Unlike his partner, Ernie Wise had little desire to retire, seeking out opportunities to continue working: in 1985, he toured a one-man show in Australia, while in 1987 he made a return to the West End stage after forty-one years, in Drood (a musical version of The Mystery of Edwin Drood), before subsequently appearing in Run For Your Wife, and writing an autobiography. He was also a regular panellist on the game show What's My Line (on which Morecambe had also made some of his last TV appearances in early 1984), as well as making several appearances in "Dictionary Corner" on Countdown, and writing a column on gardening for the News of the World. In 1993 he made his first appearance in pantomime without Morecambe, when he played the King in a production of Sleeping Beauty at the Theatre Royal, Windsor. In the same year he suffered the first of two strokes, the second of which, in 1995, led to him deciding to retire from showbusiness. In December 1998, he suffered two successive heart attacks in a week while on holiday in Florida, and underwent a triple heart bypass operation. Having been flown back to the UK, Wise died on 21 March 1999.

==Home media releases==
In 1980, Thames released a pair of VHS tapes; the first was the complete 1980 Christmas show, while the other was a compilation from the three that Morecambe and Wise had produced for the company at that point.

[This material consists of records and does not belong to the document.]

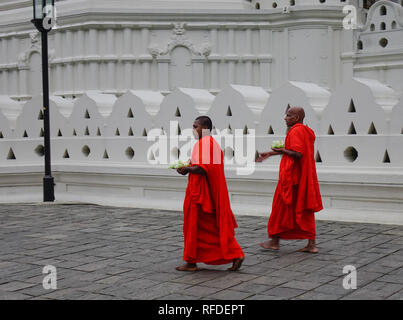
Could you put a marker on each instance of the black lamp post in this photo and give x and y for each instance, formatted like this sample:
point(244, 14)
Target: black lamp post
point(43, 21)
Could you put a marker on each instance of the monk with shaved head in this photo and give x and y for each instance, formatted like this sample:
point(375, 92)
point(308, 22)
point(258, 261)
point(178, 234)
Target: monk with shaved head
point(297, 196)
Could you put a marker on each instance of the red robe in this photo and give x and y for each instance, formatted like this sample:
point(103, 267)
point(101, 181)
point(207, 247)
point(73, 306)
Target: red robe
point(208, 221)
point(297, 196)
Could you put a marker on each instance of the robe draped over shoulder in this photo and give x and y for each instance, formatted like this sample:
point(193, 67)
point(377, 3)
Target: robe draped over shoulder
point(209, 222)
point(297, 196)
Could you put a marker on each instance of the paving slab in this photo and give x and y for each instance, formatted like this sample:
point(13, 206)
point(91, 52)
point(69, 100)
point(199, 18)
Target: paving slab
point(107, 253)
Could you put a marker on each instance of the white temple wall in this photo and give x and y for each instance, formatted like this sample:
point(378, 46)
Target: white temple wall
point(111, 168)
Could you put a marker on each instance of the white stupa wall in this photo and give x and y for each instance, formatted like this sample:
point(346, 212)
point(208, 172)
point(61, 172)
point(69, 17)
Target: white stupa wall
point(137, 72)
point(118, 169)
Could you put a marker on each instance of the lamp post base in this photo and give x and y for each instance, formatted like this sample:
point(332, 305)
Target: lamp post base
point(48, 189)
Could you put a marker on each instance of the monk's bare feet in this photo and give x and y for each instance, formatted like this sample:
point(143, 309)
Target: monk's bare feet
point(310, 247)
point(273, 244)
point(187, 267)
point(236, 264)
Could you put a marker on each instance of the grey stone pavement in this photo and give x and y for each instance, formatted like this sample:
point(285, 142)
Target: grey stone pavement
point(124, 253)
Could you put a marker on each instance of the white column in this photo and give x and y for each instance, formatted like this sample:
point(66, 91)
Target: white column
point(198, 73)
point(59, 87)
point(69, 78)
point(127, 58)
point(286, 55)
point(231, 50)
point(14, 71)
point(92, 79)
point(163, 74)
point(248, 63)
point(265, 58)
point(145, 56)
point(213, 62)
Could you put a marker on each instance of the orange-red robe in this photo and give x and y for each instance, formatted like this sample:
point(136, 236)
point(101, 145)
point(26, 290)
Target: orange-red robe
point(297, 196)
point(208, 221)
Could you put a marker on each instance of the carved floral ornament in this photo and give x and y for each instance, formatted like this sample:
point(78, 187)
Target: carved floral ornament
point(178, 38)
point(23, 58)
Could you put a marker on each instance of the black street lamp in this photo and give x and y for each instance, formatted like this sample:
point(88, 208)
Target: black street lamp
point(44, 16)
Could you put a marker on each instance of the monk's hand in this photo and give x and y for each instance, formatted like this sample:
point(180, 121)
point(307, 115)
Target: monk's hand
point(263, 156)
point(183, 170)
point(279, 150)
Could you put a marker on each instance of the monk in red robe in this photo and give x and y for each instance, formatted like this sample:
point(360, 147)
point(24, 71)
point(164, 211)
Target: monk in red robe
point(297, 196)
point(208, 221)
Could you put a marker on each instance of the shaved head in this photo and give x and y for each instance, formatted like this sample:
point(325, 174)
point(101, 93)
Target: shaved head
point(299, 112)
point(294, 115)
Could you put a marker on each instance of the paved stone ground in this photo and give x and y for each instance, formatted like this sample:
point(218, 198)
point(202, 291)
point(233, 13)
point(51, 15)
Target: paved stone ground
point(124, 253)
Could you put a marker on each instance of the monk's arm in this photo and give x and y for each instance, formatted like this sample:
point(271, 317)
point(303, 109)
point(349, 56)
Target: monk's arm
point(291, 153)
point(194, 169)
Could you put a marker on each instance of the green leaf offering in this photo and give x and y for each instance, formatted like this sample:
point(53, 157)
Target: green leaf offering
point(179, 164)
point(276, 144)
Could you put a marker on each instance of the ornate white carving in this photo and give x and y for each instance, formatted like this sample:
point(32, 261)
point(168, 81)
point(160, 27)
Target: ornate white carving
point(179, 38)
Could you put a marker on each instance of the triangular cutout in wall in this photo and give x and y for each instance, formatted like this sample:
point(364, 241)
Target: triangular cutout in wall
point(151, 156)
point(352, 130)
point(229, 129)
point(87, 115)
point(351, 107)
point(229, 112)
point(386, 158)
point(372, 129)
point(318, 158)
point(11, 155)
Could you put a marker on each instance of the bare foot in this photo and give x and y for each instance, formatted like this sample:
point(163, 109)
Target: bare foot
point(237, 263)
point(272, 244)
point(188, 267)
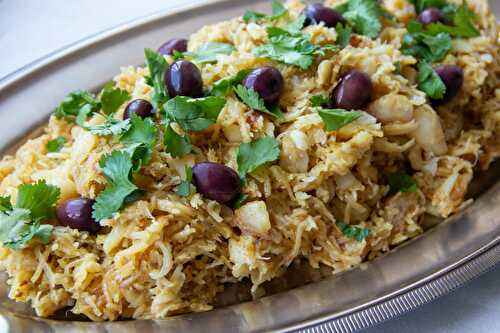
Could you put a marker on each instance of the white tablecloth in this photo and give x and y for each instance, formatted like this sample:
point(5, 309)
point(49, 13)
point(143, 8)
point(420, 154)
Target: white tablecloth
point(30, 29)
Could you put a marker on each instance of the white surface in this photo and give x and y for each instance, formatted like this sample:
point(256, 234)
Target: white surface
point(30, 29)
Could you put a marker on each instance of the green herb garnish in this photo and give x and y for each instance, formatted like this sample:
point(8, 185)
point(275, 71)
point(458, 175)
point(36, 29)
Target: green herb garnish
point(74, 101)
point(430, 82)
point(140, 140)
point(289, 48)
point(185, 188)
point(401, 182)
point(208, 52)
point(423, 45)
point(20, 225)
point(337, 118)
point(157, 65)
point(224, 86)
point(319, 100)
point(117, 167)
point(363, 15)
point(256, 153)
point(353, 232)
point(54, 146)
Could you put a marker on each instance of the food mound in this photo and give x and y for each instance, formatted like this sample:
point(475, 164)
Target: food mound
point(322, 133)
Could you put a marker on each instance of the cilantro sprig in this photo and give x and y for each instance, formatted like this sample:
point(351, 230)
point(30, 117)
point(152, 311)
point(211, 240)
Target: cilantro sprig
point(80, 105)
point(430, 82)
point(363, 15)
point(337, 118)
point(353, 232)
point(401, 182)
point(292, 48)
point(54, 146)
point(20, 225)
point(462, 26)
point(252, 99)
point(423, 45)
point(74, 101)
point(157, 65)
point(117, 168)
point(191, 114)
point(277, 9)
point(319, 100)
point(208, 52)
point(185, 188)
point(139, 141)
point(256, 153)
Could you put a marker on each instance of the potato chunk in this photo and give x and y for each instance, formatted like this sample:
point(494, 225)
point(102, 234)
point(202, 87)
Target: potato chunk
point(253, 218)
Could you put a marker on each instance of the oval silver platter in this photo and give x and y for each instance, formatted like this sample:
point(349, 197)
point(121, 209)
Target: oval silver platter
point(417, 272)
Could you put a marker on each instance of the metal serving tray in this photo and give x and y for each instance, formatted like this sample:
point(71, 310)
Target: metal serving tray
point(417, 272)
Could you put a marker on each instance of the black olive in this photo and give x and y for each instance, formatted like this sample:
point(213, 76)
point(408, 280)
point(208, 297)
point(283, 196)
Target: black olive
point(177, 44)
point(353, 92)
point(77, 214)
point(317, 13)
point(267, 82)
point(183, 78)
point(140, 107)
point(216, 181)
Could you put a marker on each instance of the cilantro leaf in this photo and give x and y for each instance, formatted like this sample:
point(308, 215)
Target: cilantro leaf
point(337, 118)
point(185, 188)
point(430, 82)
point(353, 232)
point(110, 127)
point(296, 25)
point(157, 65)
point(224, 86)
point(254, 154)
point(117, 169)
point(38, 198)
point(277, 8)
point(420, 5)
point(194, 114)
point(208, 52)
point(400, 182)
point(462, 24)
point(74, 101)
point(251, 98)
point(175, 144)
point(292, 49)
point(17, 231)
point(112, 98)
point(53, 146)
point(20, 225)
point(140, 140)
point(423, 45)
point(319, 100)
point(364, 16)
point(5, 204)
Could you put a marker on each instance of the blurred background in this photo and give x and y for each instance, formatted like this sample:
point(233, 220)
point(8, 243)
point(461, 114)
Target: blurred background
point(31, 29)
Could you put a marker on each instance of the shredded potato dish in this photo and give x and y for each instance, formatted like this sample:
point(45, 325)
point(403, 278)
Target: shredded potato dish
point(323, 133)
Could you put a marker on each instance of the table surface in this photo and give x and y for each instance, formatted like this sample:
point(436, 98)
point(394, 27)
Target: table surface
point(30, 29)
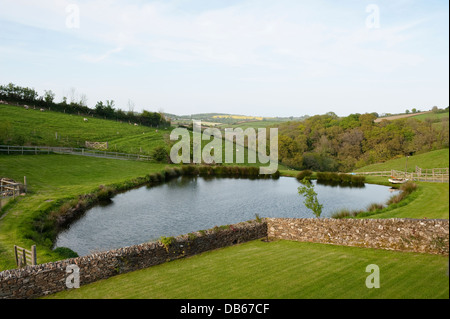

The first shows from the Thames era, including the one-off special from 1978, seasonal shows from 1978 and 1980 and the David Frost programme from Christmas 1979 was released on DVD by the Network imprint on 11 April 2008, together with a second disc including the first series of Thames programmes from 1980. This was followed by a one-disc release, also by Network, which featured only the three seasonal specials from 1978 to 1980. In 2021, Network announced plans to release the remaining three series, and all of the specials, in a box set of all of the duo's work with Thames Television, along with a larger box set containing all of their existing output for ITV, including all of the remaining episodes of Two of a Kind, their 1961–1968 series for ATV. Additionally, a separate release of the pair's Christmas specials for Thames was also announced.